I am using Optimum shampoo - I was recommended this or Poorboys, as I was buying a batch of stuff from Ron @ Motorgeek. Not too bubbly, nice smell. I'm going to be using Optimum spray wax on a fairly regular basis, so I thought it best to go with the pair.

The thing I like about it is that, after washing with it, when I chamois the water off, it's really hard to get all the water off - I'm left with the tiniest film, which evaporates after a minute. This I take to be a good sign - whereas the Turtlewax I had under the sink didn't do this, with the Optimum it feels like it's leaving a tiny film on the car, or leaving my waxes well alone.


----------



## 182_Blue (Oct 25, 2005)

ABYSS said:


> Ive used AutoGlym for years as it leaves a great finish, but takes a while to foam up


yeh it takes forever doesnt it (the green stuff), i used it for years and then found NXT wash, try it mate its very good


----------



## TomS (Oct 27, 2005)

I used to use Autoglym but have been taken in by the wonders of Meguiars Gold Class shampoo! Loads of suds and smells soo nice!


----------



## 182_Blue (Oct 25, 2005)

i have never tried gold class, i must give it a go


----------



## ABYSS (Oct 30, 2005)

Cheers Guys,

I used to buy the 5 litre bottles Of Autoglym at Halfrauds but i think they've stopped selling it..
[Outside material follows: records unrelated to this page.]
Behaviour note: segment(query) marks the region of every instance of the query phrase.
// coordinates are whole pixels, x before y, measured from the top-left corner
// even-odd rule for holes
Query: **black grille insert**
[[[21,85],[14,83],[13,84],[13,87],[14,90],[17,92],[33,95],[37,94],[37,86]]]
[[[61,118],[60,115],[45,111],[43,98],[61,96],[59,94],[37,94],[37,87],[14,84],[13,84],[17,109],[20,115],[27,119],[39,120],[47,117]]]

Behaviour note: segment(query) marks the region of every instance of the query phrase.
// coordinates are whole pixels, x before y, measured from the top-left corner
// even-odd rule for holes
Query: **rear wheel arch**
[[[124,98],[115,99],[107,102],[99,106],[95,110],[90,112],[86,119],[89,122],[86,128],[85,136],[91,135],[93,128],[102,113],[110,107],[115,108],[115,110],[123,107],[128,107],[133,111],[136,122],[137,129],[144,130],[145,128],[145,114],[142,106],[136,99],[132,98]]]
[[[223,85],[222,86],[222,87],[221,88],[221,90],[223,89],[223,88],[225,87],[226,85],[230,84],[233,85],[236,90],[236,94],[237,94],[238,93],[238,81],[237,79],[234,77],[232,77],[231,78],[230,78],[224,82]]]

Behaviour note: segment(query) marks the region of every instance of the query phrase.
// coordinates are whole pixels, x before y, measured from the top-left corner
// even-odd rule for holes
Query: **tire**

Ill deffo try something different next time

Andrew


----------



## Naddy37 (Oct 27, 2005)

I use Autoglym at present, but once thats used up I'll switch to using Megs.


----------



## Peter D (Oct 26, 2005)

I too used Autoglym for years until discovering Gold Class. It's still one of my favourites, but I prefer P21S. I also fancy trying the Optimum.


----------



## Jamie1979 (Oct 30, 2005)

I just use bog standard Halfrauds Advanced Car wash... does the job and its nice and cheap.... doesn't streak if I use my Flexi-blade quickly enough afterwards, then a quick mist over with Quik-detailer and it good as anything else i've tried.

My mate only ever uses AutoGlym, and mine loks every bit as good as his!


----------



## Peter D (Oct 26, 2005)

Suasexed said:


> I'm also on the look out for some Sonax Gloss Shampoo, but can't find it anywhere.
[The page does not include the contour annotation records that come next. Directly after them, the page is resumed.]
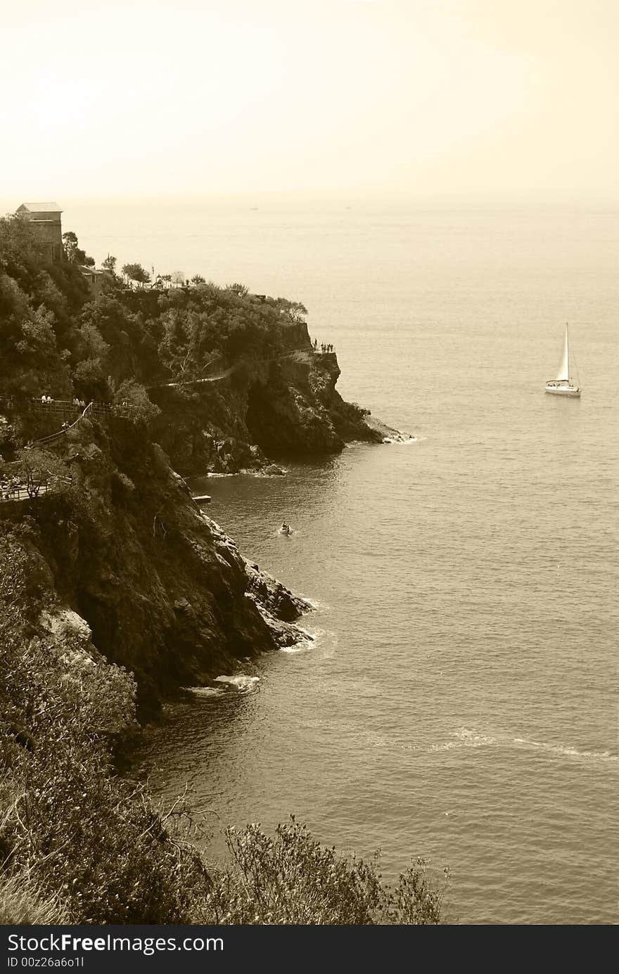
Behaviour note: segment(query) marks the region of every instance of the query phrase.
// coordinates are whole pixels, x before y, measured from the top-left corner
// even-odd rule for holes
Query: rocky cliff
[[[183,473],[264,469],[290,456],[382,442],[396,431],[335,389],[334,353],[314,351],[307,326],[282,327],[268,358],[241,356],[208,379],[151,390],[161,408],[152,435]]]
[[[133,671],[142,714],[303,636],[309,606],[247,564],[143,427],[85,420],[58,452],[70,485],[0,505],[0,571],[25,557],[13,597],[32,632]]]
I think I saw some at the Shell station on the Gloucester by-pass near Longford - Parklands Audi. They certainly had quite a range of Sonax.


----------



## 182_Blue (Oct 25, 2005)

sonax can bought from most vauxhall dealers of the shelf, if not they can order it, my local one has loads on a display in the showroom


----------



## Suasexed (Oct 25, 2005)

Excellent, i know the one Peter - i'll pop in next time i'm going the Gloucester way  Cheers.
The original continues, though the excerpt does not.